Mas me permitam tentar esboçar uma defesa para um ATACANTE, acostumado a fazer gols, cobrado por isso, que entra na área, que tem a chance de tocar para um outro companheiro, mas não toca. Errado? Sem dúvida. Mas é aceitável algumas vezes sim. Ele confia no taco dele, ele geralmente tá na grande área, pode fazer também, e decide resover arriscando tudo.

Mas no caso de uma MEIA é um total absurdo. Simples, a primeira tarefa do meia é servir, é encontrar os atacantes, é deixá-los na cara do gol. Muitos são até condicionados a isso e raramente definem, mesmo quando é pra definir mesmo.

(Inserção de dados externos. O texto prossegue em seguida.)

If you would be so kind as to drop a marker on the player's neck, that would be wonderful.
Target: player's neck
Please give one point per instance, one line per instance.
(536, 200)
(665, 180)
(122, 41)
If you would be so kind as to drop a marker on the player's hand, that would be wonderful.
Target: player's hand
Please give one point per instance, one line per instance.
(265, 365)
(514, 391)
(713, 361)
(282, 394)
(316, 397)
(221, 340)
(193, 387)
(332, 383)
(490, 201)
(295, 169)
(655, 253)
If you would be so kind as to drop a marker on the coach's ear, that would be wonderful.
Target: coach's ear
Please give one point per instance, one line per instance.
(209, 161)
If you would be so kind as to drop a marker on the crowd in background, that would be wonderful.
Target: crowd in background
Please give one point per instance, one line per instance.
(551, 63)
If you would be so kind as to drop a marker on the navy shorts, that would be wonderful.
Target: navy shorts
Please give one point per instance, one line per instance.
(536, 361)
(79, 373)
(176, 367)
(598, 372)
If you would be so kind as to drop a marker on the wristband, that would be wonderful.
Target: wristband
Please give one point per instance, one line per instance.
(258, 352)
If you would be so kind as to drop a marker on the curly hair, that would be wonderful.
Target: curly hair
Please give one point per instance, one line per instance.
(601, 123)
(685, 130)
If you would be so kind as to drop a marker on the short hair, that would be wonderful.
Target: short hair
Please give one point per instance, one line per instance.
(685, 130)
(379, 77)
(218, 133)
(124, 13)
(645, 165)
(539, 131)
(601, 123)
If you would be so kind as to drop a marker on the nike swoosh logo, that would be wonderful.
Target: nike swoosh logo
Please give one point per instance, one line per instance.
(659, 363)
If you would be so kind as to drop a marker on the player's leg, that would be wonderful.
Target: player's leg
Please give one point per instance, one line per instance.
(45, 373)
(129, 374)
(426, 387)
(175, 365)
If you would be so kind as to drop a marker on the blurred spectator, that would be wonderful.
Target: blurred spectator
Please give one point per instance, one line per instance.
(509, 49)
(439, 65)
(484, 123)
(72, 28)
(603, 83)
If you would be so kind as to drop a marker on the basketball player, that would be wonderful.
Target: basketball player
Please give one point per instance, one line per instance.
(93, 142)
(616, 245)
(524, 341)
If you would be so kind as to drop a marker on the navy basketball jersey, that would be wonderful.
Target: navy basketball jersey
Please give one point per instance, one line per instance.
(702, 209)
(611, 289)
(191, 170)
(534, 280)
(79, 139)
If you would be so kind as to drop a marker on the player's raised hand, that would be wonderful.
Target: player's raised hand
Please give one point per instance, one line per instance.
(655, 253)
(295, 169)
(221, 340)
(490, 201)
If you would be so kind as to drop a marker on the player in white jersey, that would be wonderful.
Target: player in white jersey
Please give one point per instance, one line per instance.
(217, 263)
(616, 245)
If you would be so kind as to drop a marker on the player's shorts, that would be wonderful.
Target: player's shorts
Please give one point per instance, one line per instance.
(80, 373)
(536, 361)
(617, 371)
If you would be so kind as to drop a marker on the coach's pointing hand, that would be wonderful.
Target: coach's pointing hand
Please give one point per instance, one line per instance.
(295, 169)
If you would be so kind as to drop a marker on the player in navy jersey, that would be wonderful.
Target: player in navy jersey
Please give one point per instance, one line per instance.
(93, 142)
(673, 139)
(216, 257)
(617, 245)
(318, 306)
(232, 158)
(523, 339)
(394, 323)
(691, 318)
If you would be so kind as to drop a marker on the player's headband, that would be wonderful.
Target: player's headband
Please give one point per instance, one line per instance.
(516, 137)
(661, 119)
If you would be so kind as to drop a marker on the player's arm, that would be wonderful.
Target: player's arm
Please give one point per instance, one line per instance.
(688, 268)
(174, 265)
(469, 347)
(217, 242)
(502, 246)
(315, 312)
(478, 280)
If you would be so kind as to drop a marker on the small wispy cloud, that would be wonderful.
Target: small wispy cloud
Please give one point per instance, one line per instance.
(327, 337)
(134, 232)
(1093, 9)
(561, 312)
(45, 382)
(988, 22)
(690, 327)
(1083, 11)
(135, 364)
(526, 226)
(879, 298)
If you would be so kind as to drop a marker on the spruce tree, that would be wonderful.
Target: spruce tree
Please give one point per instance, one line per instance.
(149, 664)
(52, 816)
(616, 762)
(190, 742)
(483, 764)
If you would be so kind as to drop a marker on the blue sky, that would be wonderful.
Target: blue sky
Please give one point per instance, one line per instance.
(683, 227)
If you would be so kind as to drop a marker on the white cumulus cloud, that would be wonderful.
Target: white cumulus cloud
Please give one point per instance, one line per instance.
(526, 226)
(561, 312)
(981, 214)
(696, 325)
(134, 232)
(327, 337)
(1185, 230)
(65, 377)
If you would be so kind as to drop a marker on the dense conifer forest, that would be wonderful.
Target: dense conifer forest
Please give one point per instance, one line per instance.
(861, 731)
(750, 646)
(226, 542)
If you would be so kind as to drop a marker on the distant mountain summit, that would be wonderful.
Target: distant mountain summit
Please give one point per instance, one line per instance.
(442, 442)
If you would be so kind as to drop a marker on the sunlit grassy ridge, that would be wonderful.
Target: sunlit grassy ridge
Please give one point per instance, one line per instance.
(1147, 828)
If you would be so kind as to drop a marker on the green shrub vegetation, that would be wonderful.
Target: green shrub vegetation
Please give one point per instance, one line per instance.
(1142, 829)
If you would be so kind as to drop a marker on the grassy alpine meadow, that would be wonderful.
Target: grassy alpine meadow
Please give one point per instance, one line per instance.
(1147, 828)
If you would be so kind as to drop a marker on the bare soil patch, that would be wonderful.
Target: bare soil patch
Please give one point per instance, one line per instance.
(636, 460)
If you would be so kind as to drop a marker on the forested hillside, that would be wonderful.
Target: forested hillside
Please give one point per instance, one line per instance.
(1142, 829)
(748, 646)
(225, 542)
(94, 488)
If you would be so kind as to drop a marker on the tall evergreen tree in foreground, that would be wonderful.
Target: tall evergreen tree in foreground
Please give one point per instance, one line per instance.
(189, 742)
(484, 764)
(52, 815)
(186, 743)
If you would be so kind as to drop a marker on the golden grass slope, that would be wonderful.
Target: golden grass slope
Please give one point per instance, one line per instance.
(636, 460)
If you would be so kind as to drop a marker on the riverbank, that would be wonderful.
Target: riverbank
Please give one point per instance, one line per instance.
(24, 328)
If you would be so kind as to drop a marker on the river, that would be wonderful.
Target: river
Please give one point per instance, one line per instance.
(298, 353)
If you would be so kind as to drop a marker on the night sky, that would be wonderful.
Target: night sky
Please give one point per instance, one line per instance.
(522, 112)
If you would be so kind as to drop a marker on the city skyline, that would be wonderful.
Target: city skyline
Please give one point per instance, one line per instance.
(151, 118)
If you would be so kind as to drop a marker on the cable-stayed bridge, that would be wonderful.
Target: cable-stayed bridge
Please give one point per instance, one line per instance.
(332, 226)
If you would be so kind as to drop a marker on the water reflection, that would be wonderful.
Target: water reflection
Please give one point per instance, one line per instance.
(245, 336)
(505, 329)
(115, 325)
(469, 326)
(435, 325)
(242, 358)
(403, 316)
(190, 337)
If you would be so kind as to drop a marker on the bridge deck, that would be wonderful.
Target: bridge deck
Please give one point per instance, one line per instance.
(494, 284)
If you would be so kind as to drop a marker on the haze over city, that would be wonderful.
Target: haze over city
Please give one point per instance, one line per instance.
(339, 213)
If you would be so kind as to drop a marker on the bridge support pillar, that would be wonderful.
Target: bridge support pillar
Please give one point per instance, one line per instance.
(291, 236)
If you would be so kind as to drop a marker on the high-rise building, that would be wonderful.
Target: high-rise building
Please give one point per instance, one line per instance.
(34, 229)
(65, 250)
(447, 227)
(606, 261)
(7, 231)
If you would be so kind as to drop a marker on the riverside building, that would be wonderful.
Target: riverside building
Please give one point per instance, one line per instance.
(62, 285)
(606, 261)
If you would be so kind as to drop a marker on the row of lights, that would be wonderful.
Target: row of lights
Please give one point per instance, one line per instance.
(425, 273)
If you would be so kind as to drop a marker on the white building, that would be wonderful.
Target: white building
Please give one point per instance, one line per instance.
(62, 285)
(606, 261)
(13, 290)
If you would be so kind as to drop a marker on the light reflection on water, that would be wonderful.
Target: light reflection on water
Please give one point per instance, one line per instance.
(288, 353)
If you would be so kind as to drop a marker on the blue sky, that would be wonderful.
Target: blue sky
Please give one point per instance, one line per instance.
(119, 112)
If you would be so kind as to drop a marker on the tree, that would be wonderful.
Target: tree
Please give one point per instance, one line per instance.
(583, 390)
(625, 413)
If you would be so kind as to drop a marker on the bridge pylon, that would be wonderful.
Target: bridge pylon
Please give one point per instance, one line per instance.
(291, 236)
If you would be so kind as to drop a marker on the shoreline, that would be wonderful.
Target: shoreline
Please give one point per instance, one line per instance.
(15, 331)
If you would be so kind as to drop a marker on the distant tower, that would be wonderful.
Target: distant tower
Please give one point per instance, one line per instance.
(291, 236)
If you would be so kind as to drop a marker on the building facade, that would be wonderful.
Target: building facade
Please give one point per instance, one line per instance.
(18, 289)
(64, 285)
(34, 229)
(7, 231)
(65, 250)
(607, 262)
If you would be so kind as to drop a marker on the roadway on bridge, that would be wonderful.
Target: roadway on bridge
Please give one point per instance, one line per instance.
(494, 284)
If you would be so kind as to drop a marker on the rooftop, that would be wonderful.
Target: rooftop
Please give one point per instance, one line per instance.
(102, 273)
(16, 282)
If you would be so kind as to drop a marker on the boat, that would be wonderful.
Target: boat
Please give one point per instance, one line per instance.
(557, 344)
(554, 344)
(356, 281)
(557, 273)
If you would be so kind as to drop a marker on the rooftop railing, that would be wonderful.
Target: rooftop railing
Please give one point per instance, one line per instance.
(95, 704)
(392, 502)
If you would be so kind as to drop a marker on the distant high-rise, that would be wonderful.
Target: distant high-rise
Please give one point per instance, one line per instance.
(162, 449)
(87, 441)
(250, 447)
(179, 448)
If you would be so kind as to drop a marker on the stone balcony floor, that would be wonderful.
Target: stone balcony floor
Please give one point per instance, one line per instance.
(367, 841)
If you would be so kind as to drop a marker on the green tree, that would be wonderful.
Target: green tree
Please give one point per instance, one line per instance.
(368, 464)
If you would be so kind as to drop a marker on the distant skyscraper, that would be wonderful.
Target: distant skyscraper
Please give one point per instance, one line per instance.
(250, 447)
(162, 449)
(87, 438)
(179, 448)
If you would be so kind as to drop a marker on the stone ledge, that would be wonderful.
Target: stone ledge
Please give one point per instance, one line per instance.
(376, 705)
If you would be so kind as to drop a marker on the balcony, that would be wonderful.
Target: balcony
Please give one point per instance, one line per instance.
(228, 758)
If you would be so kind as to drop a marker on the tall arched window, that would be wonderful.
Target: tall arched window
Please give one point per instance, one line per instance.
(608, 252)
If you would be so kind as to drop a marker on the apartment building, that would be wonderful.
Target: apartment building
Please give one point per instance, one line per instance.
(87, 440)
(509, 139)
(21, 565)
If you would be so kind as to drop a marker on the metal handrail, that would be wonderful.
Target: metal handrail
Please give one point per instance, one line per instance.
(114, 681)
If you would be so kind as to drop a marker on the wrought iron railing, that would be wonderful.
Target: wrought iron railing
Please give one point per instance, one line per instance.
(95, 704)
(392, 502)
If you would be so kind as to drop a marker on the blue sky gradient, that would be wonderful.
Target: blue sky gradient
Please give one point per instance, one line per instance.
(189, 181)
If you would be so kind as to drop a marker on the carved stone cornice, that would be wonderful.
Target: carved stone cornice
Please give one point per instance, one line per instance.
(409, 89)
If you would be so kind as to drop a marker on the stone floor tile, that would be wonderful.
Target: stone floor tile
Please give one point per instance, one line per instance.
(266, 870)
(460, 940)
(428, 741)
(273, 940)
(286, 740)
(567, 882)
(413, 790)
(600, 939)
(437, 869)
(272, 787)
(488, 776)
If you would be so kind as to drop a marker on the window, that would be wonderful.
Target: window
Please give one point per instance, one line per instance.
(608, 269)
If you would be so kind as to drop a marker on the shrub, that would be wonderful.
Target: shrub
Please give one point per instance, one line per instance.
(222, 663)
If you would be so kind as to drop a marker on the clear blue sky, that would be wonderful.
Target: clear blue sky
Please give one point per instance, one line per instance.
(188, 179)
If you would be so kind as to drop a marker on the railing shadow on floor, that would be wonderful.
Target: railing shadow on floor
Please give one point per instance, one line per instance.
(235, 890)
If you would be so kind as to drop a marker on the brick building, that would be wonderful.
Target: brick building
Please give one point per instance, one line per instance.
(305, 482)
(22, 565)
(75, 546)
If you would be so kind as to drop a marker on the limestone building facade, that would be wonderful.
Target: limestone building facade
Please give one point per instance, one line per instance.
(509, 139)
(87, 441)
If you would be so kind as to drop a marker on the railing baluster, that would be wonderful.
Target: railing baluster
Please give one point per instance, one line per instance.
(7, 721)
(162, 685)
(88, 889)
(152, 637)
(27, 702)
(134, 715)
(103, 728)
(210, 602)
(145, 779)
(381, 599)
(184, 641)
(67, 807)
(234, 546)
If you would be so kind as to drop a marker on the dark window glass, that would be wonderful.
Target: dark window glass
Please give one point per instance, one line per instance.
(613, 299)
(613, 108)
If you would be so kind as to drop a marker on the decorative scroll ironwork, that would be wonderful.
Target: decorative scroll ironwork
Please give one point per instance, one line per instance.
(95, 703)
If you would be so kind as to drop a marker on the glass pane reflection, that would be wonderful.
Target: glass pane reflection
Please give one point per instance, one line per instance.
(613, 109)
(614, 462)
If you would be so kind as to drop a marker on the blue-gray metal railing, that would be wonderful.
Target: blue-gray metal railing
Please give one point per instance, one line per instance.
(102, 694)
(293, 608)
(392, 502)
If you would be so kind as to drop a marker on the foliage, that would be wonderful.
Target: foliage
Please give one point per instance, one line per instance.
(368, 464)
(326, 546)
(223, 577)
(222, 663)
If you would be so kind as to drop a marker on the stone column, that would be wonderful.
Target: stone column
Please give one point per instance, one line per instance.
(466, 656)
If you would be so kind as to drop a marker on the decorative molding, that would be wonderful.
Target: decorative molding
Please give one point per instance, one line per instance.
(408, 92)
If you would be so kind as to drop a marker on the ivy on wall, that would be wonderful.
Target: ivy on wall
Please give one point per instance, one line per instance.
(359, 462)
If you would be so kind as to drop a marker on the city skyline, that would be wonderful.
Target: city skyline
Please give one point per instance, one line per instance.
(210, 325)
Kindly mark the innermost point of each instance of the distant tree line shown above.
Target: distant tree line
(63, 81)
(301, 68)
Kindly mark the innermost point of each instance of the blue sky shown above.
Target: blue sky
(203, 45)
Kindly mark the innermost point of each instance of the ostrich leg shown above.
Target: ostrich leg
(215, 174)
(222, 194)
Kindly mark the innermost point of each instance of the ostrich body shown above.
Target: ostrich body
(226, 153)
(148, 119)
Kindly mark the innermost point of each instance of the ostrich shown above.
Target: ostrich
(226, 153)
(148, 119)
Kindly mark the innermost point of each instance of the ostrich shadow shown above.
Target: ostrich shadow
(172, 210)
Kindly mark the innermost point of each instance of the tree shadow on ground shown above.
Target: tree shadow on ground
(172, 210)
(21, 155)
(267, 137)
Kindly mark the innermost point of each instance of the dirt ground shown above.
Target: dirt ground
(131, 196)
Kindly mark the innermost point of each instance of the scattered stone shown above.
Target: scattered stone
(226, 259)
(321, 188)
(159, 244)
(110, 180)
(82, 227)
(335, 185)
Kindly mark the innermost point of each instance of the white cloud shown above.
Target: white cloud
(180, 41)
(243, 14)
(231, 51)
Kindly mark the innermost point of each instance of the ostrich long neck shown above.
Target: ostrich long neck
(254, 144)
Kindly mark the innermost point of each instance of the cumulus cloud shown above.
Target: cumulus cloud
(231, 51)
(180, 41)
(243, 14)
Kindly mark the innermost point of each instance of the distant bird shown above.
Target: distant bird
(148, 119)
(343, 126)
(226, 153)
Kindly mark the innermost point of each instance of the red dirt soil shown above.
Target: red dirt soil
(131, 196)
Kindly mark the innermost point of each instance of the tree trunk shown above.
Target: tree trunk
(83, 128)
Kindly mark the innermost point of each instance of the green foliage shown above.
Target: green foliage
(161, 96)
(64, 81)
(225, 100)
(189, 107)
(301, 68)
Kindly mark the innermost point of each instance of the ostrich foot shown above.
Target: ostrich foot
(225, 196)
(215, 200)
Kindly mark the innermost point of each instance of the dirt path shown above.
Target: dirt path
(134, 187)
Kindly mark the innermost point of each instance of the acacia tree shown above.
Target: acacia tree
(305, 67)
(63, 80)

Fumagalli errou e errou feio, muito feio em não tocar a bola pra bala naquele melhor contra-ataque que tivemos. Não estava perto da área, o zagueiro tava mais pra ele do que pra bala, e era só rolar na frente pra o baixinho resolver. Poderia até seguir no lance, quem sabe um rebote, quem sabe bala devolvesse, no máximo isso. Pior ainda, demorou, prendeu, a ponto de chegar mais jogadores do sport (salvo o engano o luciano henrique) também em condições de receber.

Já imaginaram as línguas afiadas se fosse weldon naquele lance???

Se liga fumagol. Presta atenção ao serviço.